Is it possible to pass std::deque's member functions as a parameter?

Question

I want to use either push_front or push_back depending on user input. Is it possible to have that included in the function parameter, then write one function in order to save on memory?

Answer 1

Is it possible to have that included in the function parameter?

No.
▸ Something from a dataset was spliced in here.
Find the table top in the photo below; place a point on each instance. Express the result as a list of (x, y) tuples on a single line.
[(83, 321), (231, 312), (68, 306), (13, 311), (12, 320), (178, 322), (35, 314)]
You can't.

A good explanation can be found in this discussion: Can I take the address of a function defined in standard library?

---

However, a workaround can be done by telling the function explicitly where the insertion should take place.

#include <iostream>
#include <deque>

enum class To{ front = 0, back };

void func(std::deque<int>& dq, const int value, const To where)
{
    if (where == To::front)
    {
        dq.push_front(value);
        // code
    }
    else if(where == To::back)
    {
        dq.push_back(value);
        // code
    }
}

And you call it

std::deque<int> dq;
func(dq, 1, To::back);
func(dq, 2, To::front);

Answer 2

It is possible using lambdas:

#include <deque>

void f(bool user_input) {
    using C = std::deque<int>;
    using FnType = void(*)(C&, int);
    FnType const fns[2] = {
        [](C& c, int value) { c.push_front(value); },
        [](C& c, int value) { c.push_back(value); }
    };
    C q;
    fns[user_input](q, 1);
    fns[!user_input](q, 2);
}

In this examples, the closures created by lambda expressions have 0 captures and hence can be converted to plain function pointers. When there are more than 0 captures std::function can be used instead of plain function pointers.